Inside room 302b, Christiane Riel, almost hidden from view, is on the piano. She’s in the middle of a lesson with one of her master’s students.
An accomplished singer-actress, Montreal-born Riel has been a performer for more than 30 years and opera voice teacher at Western for three. Recognized for the beauty and strength of her voice, the soprano has performed with companies such as West Australia Opera and the Boston Symphony Orchestra throughout Canada, the United States and Australia. Her repertoire includes demanding roles in Don Giovanni, Otello and the title role in Tosca.
Riel was born into a musical family and her earliest memory of being moved by music is from when she was 3-years-old, she said.
“My dad’s at the piano and my mom’s singing an excerpt from La forza del destino by Verdi. And it’s very, very dramatic.” Remembering that moment, Riel suddenly bursts into song: “Ma chi giunge? Chi profanare ardisce il sacro loco?”
As she sang with gusto what she had heard from her mother all those years ago, her powerful voice, rising and falling with precision, filled the small room. “Maledizione! Maledizione! Maledizione!”
“It was so overwhelming that at one point I started sobbing and hid under an ashtray table.”
As she got older, Riel grew to further appreciate music.
To be an accomplished musician requires three things: natural gift, total devotion and luck, Riel said. Possessing the first two, she has also been lucky in having met great people that have helped her along the way. One of them was her first music teacher, Lina Narducci.
“I don’t remember exactly everything she taught me technically, but I remember her passion.”
And Riel is now passing that passion onto her students.
Erin Stone, 29, said Riel was her inspiration to apply to the master’s program. During her undergrad, Stone went to one of Riel’s concerts at Western to see her perform the lead role in Tosca. She was so impressed when she learned Riel would be teaching here, she decided to apply.
“She’s one of the most influential people I’ve ever met. And it would be an understatement to say she’s changed my life,” Stone said.

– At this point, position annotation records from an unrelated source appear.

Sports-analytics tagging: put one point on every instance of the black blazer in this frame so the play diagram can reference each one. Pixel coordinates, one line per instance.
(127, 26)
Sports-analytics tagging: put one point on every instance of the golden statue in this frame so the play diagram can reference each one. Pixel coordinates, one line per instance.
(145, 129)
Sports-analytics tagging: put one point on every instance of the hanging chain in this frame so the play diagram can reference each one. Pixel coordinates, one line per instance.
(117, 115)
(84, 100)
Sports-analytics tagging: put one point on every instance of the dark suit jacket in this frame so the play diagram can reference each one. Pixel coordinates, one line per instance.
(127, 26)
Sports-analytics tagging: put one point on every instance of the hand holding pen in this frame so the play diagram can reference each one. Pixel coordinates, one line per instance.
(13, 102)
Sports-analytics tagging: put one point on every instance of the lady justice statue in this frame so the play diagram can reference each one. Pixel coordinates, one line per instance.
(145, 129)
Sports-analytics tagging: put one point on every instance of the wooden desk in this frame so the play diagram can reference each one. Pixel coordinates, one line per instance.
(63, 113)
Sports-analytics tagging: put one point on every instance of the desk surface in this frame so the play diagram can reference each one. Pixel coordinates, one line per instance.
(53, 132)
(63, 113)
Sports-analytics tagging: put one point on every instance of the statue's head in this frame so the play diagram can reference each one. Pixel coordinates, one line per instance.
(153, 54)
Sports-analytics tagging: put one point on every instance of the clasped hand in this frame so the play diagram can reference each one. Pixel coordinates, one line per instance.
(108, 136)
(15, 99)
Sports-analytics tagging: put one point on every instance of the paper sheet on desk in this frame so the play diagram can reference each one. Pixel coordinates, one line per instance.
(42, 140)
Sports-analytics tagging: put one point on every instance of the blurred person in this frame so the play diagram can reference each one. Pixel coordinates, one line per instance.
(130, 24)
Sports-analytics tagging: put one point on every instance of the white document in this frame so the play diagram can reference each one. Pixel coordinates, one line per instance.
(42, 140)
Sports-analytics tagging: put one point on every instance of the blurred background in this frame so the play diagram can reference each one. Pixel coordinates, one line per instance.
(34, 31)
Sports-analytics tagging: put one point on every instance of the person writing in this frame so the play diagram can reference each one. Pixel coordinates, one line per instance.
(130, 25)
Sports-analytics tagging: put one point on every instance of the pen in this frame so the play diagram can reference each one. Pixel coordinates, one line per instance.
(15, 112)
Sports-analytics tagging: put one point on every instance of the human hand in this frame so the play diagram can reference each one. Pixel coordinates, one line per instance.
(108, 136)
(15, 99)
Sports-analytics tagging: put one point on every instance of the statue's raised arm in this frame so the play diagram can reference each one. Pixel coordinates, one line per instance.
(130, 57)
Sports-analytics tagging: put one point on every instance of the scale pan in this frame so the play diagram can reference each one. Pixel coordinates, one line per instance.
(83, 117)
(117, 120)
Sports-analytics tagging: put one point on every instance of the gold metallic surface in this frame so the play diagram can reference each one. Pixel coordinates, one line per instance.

Stone graduated this year with a master’s in music, specializing in voice, and had her core classes with Riel. She said the reason Riel is successful as a performer is completely reflected in her teaching: she’s never satisfied with anything.
Even today when she sings, Stone said she can hear Riel’s voice in her head instructing her. “She’s a teacher for me for life, for sure.”
Remembering her first teacher Riel said, “I want to do for my students what Madame Narducci did for me.”
The essence of what she learned from Narducci, Riel expressed in a French saying: “Le savoir-faire, le savoir-vivre et le savoir être.” It means, “The knowledge to do it, live it and be it.”
She reminds her students music requires dedication and they must love every aspect of it in order to succeed. A quote, which she heard from her husband, says it best: “You’ve to be born an artist to be able to endure its labour.”